【3月30日 AFP】通常なら権力者を追及する側の米ホワイトハウス(White House)の記者団が逆の立場に置かれている。29日、大統領専用機「エアフォースワン(Air Force One)」の記者席で「盗難」が横行している事態について、ユーモアを込めて詳細にまとめた記事が発表され、首都ワシントンで反響を呼んでいる。

 ニュースサイト「ポリティコ」によれば、「長年、多数の記者らは大統領専用機を降りる前に、刻印入りのウイスキーのタンブラーやワイングラスをはじめ、エアフォースワンの印の付いたありとあらゆるものをくすねてきた」。

 ホワイトハウス記者会(White House Correspondents' Association)は先月、会員に電子メールを送り、記者たちが機内の記者スペースの物品を記念品として持ち去っている問題は看過できないと通達した。

 米大統領が移動する際、エアフォースワンの後方座席には13人の記者が同乗する。

 メディア各社は、記者の運賃と機内での飲食代を支払っており、記者には記念品として、大統領の紋章とサインが入ったチョコレート「M&M's」の小箱が配られる。グラスをはじめ、エアフォースワンブランドの物品はオンラインで購入できる。

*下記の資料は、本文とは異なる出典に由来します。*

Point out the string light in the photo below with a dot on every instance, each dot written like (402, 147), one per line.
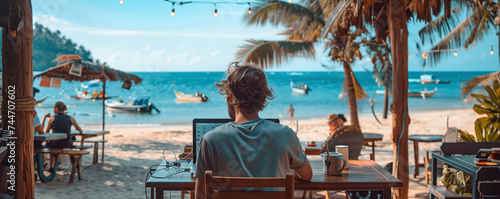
(173, 10)
(215, 12)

 しかし、エアフォースワンに搭乗した多くの記者は、それだけでは満足しなかったようだとポリティコは指摘。同機を降りる際に、記者たちのバックパックの中では皿やガラス食器がカチャカチャ音を立てていると描写。主要紙の元ホワイトハウス記者が主催した夕食会では、機内からくすねたエアフォースワンの金縁の皿一式で料理が供されたとも伝えている。